El último refugio del poeta
Isla Negra no es una isla, es algo así como una ilusión que simula flotar sobre el océano. Sus playas están salpicadas por rocas oscuras e hirientes que han sido pulidas durante siglos por las frías aguas del Pacífico chileno. En este paraje dominado siempre por el mar rabioso, vivió sus años más felices el Premio Nobel Pablo Neruda. Allí conoció el amor y saboreó la gloria. Allí sintió la proximidad de la muerte cuando se produjo el golpe de Estado contra el Presidente Salvador Allende. Hasta Isla Negra debe haber llegado el eco agónico de su amigo que moría en el Palacio de la Moneda, quizá incluso el olor de la pólvora. A este lugar regresaron los restos del poeta, demasiados años después, para ser sepultados en la proa de su barco junto al gran amor de su vida, Matilde Urrutia.
Neruda llegó al recóndito enclave marino en 1938. Se enamoró de inmediato de la cabaña de piedra plantada en la arena, del amanecer que siempre ofrecía un paisaje distinto, de las noches colmadas por el rumor de las olas. Sus memorias recogieron esos instantes con esta frase: “Por primera vez sentí como una punzada este olor a invierno marino, mezcla de boldo y arena salada, algas y cardos…”.
Compró el lugar a un marino español llamado Eladio Sobrino. Lo que habría de ser la enorme nave que domina el tumultuoso océano desde el continente, empezaba a tomar forma en su cabeza, como un verso, como un sueño persistente y vaporoso. Más tarde Neruda escribiría: “la casa fue creciendo, como la gente, como los árboles…”
Y es que este fabuloso trasatlántico no fue armado en un gran astillero sobre pilotes gigantes, ni su esqueleto jurásico fue nunca admirado por nadie, ni se inauguró lanzándose al mar en una pomposa ceremonia, pues la nave había nacido en el mar, había estado siempre surcando las aguas, y, con el tiempo, sus espacios emergieron del imaginario del poeta. Cada uno de sus salones se llenó casi por arte de magia de los más asombrosos objetos: mascarones de proa, pipas, barcos enclaustrados en botellas de cristal, veleros, timones, juguetes, cristalería, un caballo de tamaño natural, dientes de cachalote, caracolas marinas, la armadura de una ostra descomunal…

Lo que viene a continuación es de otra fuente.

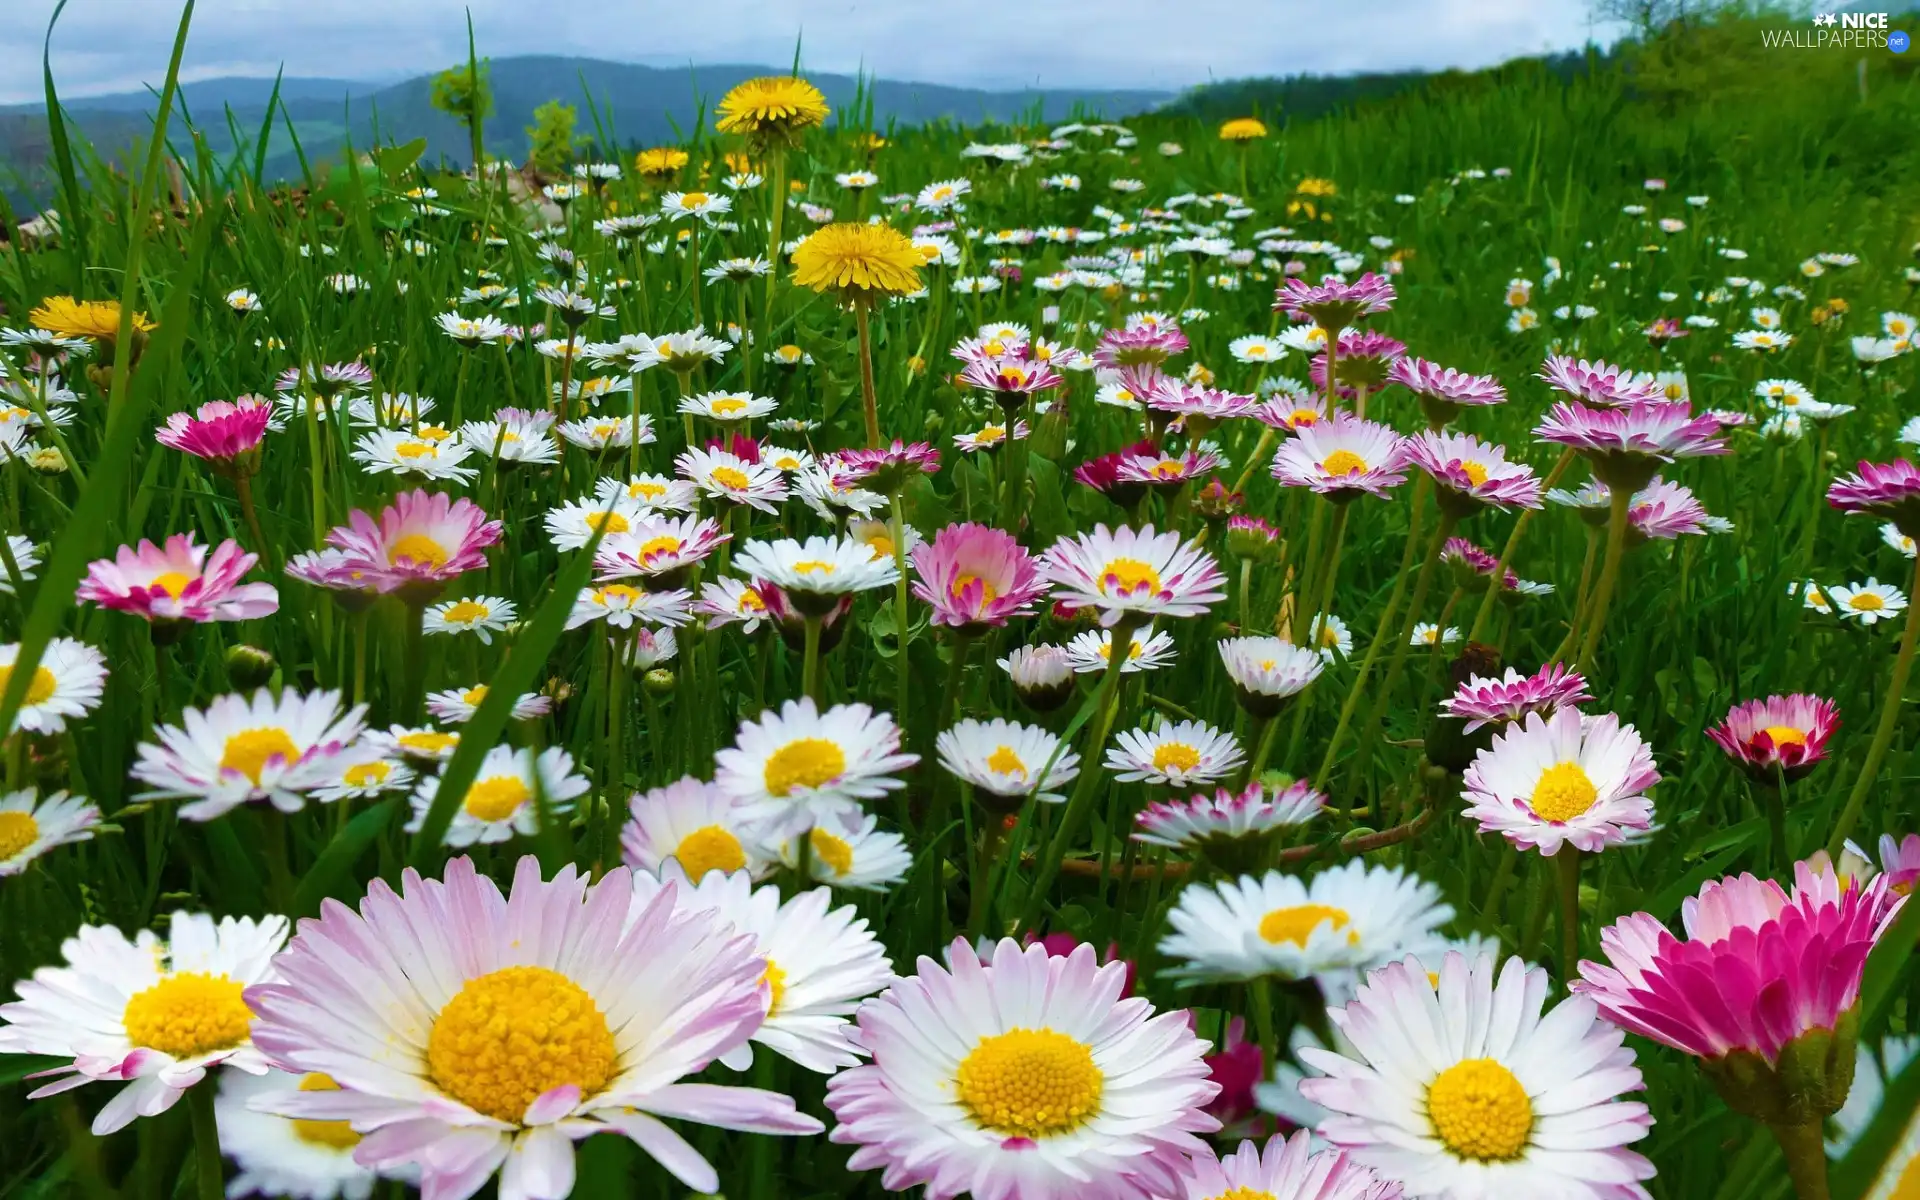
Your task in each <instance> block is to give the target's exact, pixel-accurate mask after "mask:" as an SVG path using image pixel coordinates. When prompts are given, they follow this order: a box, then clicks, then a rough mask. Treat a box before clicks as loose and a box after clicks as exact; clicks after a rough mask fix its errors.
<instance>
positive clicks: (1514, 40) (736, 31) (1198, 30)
mask: <svg viewBox="0 0 1920 1200" xmlns="http://www.w3.org/2000/svg"><path fill="white" fill-rule="evenodd" d="M52 10H54V0H15V2H13V8H12V12H13V15H12V17H10V21H8V25H10V27H12V29H13V31H23V29H35V31H38V29H46V21H48V17H50V15H52ZM468 10H470V12H472V21H474V38H476V42H478V50H480V54H482V56H493V58H505V56H511V54H580V56H591V58H609V60H618V61H641V63H655V65H678V63H687V61H697V63H724V61H749V63H789V61H793V50H795V44H797V42H799V44H801V48H803V61H804V65H806V67H810V69H816V71H849V73H851V71H854V69H866V71H872V73H876V75H881V77H887V79H910V81H922V83H950V84H975V86H1021V84H1037V86H1142V88H1169V90H1175V88H1183V86H1190V84H1196V83H1206V81H1208V79H1235V77H1244V75H1294V73H1323V75H1340V73H1350V71H1390V69H1407V67H1480V65H1490V63H1496V61H1503V60H1507V58H1513V56H1521V54H1538V52H1542V50H1563V48H1569V46H1580V44H1584V42H1586V40H1588V36H1590V33H1592V31H1590V25H1588V19H1586V4H1584V0H1371V2H1369V4H1350V6H1329V4H1323V2H1317V0H1181V2H1177V4H1167V0H1044V2H1035V0H970V2H966V4H962V2H960V0H837V2H828V0H701V2H699V4H639V2H637V0H609V2H603V4H591V6H586V4H526V2H524V0H319V2H315V0H204V2H202V4H200V8H198V10H196V13H194V29H192V36H190V38H188V46H186V58H184V63H182V77H184V79H188V81H192V79H213V77H221V75H265V77H271V75H273V73H275V71H276V69H278V67H280V65H282V63H284V65H286V73H288V75H307V77H332V79H365V81H390V79H403V77H409V75H419V73H422V71H430V69H438V67H444V65H447V63H453V61H457V60H463V58H467V12H468ZM177 21H179V10H175V8H173V6H169V4H165V2H163V0H75V2H73V4H69V6H67V12H65V15H61V19H60V27H58V31H56V33H54V42H52V60H54V77H56V83H58V84H60V88H61V92H63V94H67V96H81V94H100V92H117V90H136V88H140V86H144V84H148V83H159V81H161V79H163V77H165V69H167V52H169V48H171V44H173V33H175V23H177ZM38 81H40V40H38V36H36V35H35V36H31V38H10V40H6V42H0V102H31V100H38V98H40V83H38Z"/></svg>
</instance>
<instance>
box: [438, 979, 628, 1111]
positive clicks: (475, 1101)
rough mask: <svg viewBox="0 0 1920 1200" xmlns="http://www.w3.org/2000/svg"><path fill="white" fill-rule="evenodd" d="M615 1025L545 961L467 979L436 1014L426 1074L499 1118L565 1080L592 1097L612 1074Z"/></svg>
mask: <svg viewBox="0 0 1920 1200" xmlns="http://www.w3.org/2000/svg"><path fill="white" fill-rule="evenodd" d="M614 1068H616V1062H614V1044H612V1031H609V1029H607V1018H605V1016H603V1014H601V1010H599V1008H597V1006H595V1004H593V996H589V995H588V993H586V989H582V987H580V985H578V983H574V981H572V979H568V977H566V975H561V973H559V972H549V970H547V968H541V966H509V968H501V970H497V972H490V973H486V975H480V977H478V979H468V981H467V985H465V987H463V989H461V991H459V995H457V996H453V998H451V1000H447V1006H445V1008H442V1010H440V1016H438V1018H434V1031H432V1033H430V1035H428V1037H426V1073H428V1077H430V1079H432V1081H434V1085H436V1087H438V1089H440V1091H444V1092H447V1094H449V1096H453V1098H455V1100H459V1102H461V1104H465V1106H468V1108H472V1110H474V1112H480V1114H486V1116H490V1117H493V1119H499V1121H513V1123H518V1121H520V1117H524V1116H526V1106H528V1104H532V1102H534V1100H538V1098H540V1096H541V1094H543V1092H549V1091H553V1089H557V1087H564V1085H568V1083H572V1085H576V1087H578V1089H580V1094H582V1096H593V1094H597V1092H599V1091H601V1089H603V1087H607V1081H609V1079H611V1077H612V1075H614Z"/></svg>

El mar también le ofrendó regalos, de vez en cuando, como aquel enigmático tablero sobre el que Neruda escribía sus poemas. Se dice que una mañana el poeta observaba a través de su catalejo el desorden del mar y lo vio balanceándose sobre las olas. Se emocionó como un niño y bajó a la playa con su mujer a esperar el arribo del curioso objeto. Horas después el portón de madera de algún barco fantasma ocupaba aquel espacio que el poeta le había reservado desde siempre: la Covacha, el despacho al que Neruda le puso un techo de zinc para escuchar el martilleo de la lluvia mientras escribía.
La casa de Isla Negra no se detiene nunca. Los objetos parecen cambiar de lugar por sí solos, o brotar de forma espontánea de las paredes de piedra. Recorrerla es como emprender un viaje entre las palabras dispuestas por Neruda siempre con tinta verde. Quien se embarca en este navío no puede dejar de imaginar al poeta hechizado por los ojos desconcertantes de las ninfas y piratas, imaginarlo mimando cada objeto, acariciando la superficie rugosa de los caracoles, jugueteando entre una flota de barcos congelados, contemplando desde su propio mundo las mareas encrespadas, y por supuesto, entrelanzado palabras para convertirlas en música, desmadejando ritmos, desflorando imágenes…
Necesito del mar porque me enseña:
no sé si aprendo música o conciencia:
no sé si es ola sola o ser profundo
o sólo ronca voz o deslumbrante
suposición de peces y navios.
El 18 de septiembre de 1973 la casa de Isla Negra recibió a los amigos de Neruda para llorar por los caídos. Ya no hubo festejos, ni risas. Al día siguiente, el poeta, gravemente enfermo, partía hacia la capital en un viaje que le debe haber parecido eterno. Murió en Santiago el 23 de Septiembre del mismo año de la revuelta, pero sólo volvió a su hogar en 1992, cuando sus restos fueron trasladados allí, y se le rindió finalmente el homenaje que merecía.
El futuro es espacio,
espacio color de tierra,
color de nube,
color de agua, de aire,
espacio negro para muchos sueños,
espacio blanco para toda la nieve,
para toda la música.
Y allí, capitaneando desde la proa de la nave, su último refugio, el poeta continúa el viaje.